It’s fair to wonder whether something’s broken in me for good, because the film’s relatively high volume of gore and mayhem failed to sate the growing rage I’m feeling, to quiet my desire to finally see some sort of justice, in the temporary context of a movie or no. Send Help‘s final sting is a fourth-wall-breaking Linda telling us that no one is coming to save us, and that if we want justice, we have to get it ourselves. Yes. Sure. Tell me something I don’t know. More to the point, tell me something that isn’t so spirit-murderingly obvious at this point. Who still needs to hear this? Who’s still rallied by this? The only thing less effective would be America Ferrera stepping out of a movie-theatre queue to deliver her Barbie speech again. I wish that Raimi had just taken the training wheels off and asked if we wanted to see a dead body. 

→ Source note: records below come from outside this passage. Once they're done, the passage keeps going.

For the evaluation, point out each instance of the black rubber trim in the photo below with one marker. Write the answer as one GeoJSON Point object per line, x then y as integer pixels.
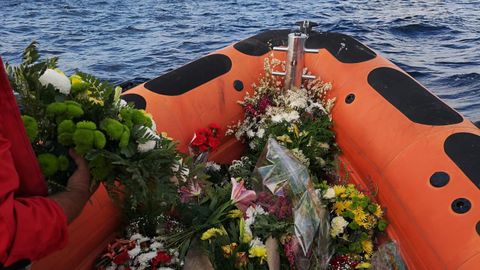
{"type": "Point", "coordinates": [464, 150]}
{"type": "Point", "coordinates": [461, 205]}
{"type": "Point", "coordinates": [344, 48]}
{"type": "Point", "coordinates": [439, 179]}
{"type": "Point", "coordinates": [261, 44]}
{"type": "Point", "coordinates": [190, 76]}
{"type": "Point", "coordinates": [138, 100]}
{"type": "Point", "coordinates": [21, 264]}
{"type": "Point", "coordinates": [411, 98]}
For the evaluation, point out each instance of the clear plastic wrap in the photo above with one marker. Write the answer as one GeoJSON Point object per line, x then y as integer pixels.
{"type": "Point", "coordinates": [284, 175]}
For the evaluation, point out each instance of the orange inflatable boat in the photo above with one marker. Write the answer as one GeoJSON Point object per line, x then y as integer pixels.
{"type": "Point", "coordinates": [423, 156]}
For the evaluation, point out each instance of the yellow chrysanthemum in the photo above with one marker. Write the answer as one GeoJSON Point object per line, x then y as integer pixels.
{"type": "Point", "coordinates": [212, 232]}
{"type": "Point", "coordinates": [228, 249]}
{"type": "Point", "coordinates": [259, 252]}
{"type": "Point", "coordinates": [340, 206]}
{"type": "Point", "coordinates": [363, 265]}
{"type": "Point", "coordinates": [367, 247]}
{"type": "Point", "coordinates": [235, 214]}
{"type": "Point", "coordinates": [360, 217]}
{"type": "Point", "coordinates": [339, 190]}
{"type": "Point", "coordinates": [379, 212]}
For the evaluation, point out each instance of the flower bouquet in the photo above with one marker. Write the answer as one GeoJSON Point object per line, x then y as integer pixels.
{"type": "Point", "coordinates": [119, 142]}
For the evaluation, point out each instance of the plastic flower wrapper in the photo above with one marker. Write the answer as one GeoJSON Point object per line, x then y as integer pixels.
{"type": "Point", "coordinates": [387, 257]}
{"type": "Point", "coordinates": [284, 175]}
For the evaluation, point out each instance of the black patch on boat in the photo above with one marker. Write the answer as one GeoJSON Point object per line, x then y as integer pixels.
{"type": "Point", "coordinates": [190, 76]}
{"type": "Point", "coordinates": [138, 100]}
{"type": "Point", "coordinates": [345, 48]}
{"type": "Point", "coordinates": [439, 179]}
{"type": "Point", "coordinates": [350, 98]}
{"type": "Point", "coordinates": [461, 205]}
{"type": "Point", "coordinates": [262, 43]}
{"type": "Point", "coordinates": [238, 85]}
{"type": "Point", "coordinates": [411, 98]}
{"type": "Point", "coordinates": [464, 150]}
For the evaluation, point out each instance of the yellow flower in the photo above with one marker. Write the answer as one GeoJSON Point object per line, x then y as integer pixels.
{"type": "Point", "coordinates": [284, 138]}
{"type": "Point", "coordinates": [339, 189]}
{"type": "Point", "coordinates": [363, 265]}
{"type": "Point", "coordinates": [341, 206]}
{"type": "Point", "coordinates": [228, 249]}
{"type": "Point", "coordinates": [212, 232]}
{"type": "Point", "coordinates": [235, 214]}
{"type": "Point", "coordinates": [379, 212]}
{"type": "Point", "coordinates": [165, 135]}
{"type": "Point", "coordinates": [259, 252]}
{"type": "Point", "coordinates": [367, 247]}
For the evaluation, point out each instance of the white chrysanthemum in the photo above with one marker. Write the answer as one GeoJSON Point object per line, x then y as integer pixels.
{"type": "Point", "coordinates": [145, 258]}
{"type": "Point", "coordinates": [150, 144]}
{"type": "Point", "coordinates": [57, 79]}
{"type": "Point", "coordinates": [260, 133]}
{"type": "Point", "coordinates": [338, 225]}
{"type": "Point", "coordinates": [212, 166]}
{"type": "Point", "coordinates": [136, 237]}
{"type": "Point", "coordinates": [134, 252]}
{"type": "Point", "coordinates": [329, 194]}
{"type": "Point", "coordinates": [156, 245]}
{"type": "Point", "coordinates": [297, 99]}
{"type": "Point", "coordinates": [291, 116]}
{"type": "Point", "coordinates": [277, 118]}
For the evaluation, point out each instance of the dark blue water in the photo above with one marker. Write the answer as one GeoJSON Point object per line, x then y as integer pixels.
{"type": "Point", "coordinates": [438, 42]}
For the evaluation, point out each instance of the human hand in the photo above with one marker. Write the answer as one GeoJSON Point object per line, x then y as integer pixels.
{"type": "Point", "coordinates": [78, 189]}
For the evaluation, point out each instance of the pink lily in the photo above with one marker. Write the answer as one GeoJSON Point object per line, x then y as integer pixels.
{"type": "Point", "coordinates": [241, 196]}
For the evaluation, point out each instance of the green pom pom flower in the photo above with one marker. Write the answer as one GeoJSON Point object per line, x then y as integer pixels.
{"type": "Point", "coordinates": [112, 127]}
{"type": "Point", "coordinates": [86, 137]}
{"type": "Point", "coordinates": [64, 110]}
{"type": "Point", "coordinates": [31, 126]}
{"type": "Point", "coordinates": [78, 85]}
{"type": "Point", "coordinates": [116, 131]}
{"type": "Point", "coordinates": [63, 163]}
{"type": "Point", "coordinates": [65, 132]}
{"type": "Point", "coordinates": [48, 164]}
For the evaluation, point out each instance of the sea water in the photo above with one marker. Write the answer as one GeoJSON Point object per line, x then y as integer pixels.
{"type": "Point", "coordinates": [437, 42]}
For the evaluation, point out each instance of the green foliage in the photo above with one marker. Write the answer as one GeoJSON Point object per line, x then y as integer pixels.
{"type": "Point", "coordinates": [31, 126]}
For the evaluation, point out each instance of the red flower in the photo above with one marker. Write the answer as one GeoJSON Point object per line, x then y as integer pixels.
{"type": "Point", "coordinates": [199, 139]}
{"type": "Point", "coordinates": [121, 258]}
{"type": "Point", "coordinates": [204, 131]}
{"type": "Point", "coordinates": [203, 148]}
{"type": "Point", "coordinates": [342, 262]}
{"type": "Point", "coordinates": [215, 127]}
{"type": "Point", "coordinates": [213, 142]}
{"type": "Point", "coordinates": [161, 258]}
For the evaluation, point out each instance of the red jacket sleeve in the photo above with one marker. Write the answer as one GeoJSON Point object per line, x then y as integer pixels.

I think about how our government has declared war on a democratic state in our nation, and how, eventually, the crosshairs will land on my beloved Colorado. How this administration is riddled with Bradleys, these vile, repugnant cowards and bullies, granted billions in armaments and absolute immunity to murder women and empathetic men for insufficiently respecting them. I have never been more disgusted by other human beings than I am by these rotten little boys. Send Help doesn’t meet the magnitude of the moment. It doesn’t get how deep the rage has taken root and borne flowers of real wrath in people like me, who would prefer to live boring lives spent with the people they love instead of getting ready to be arrested by incels and men whose wives hate them. I hope we’re at the end of it. I suspect we’re at the beginning.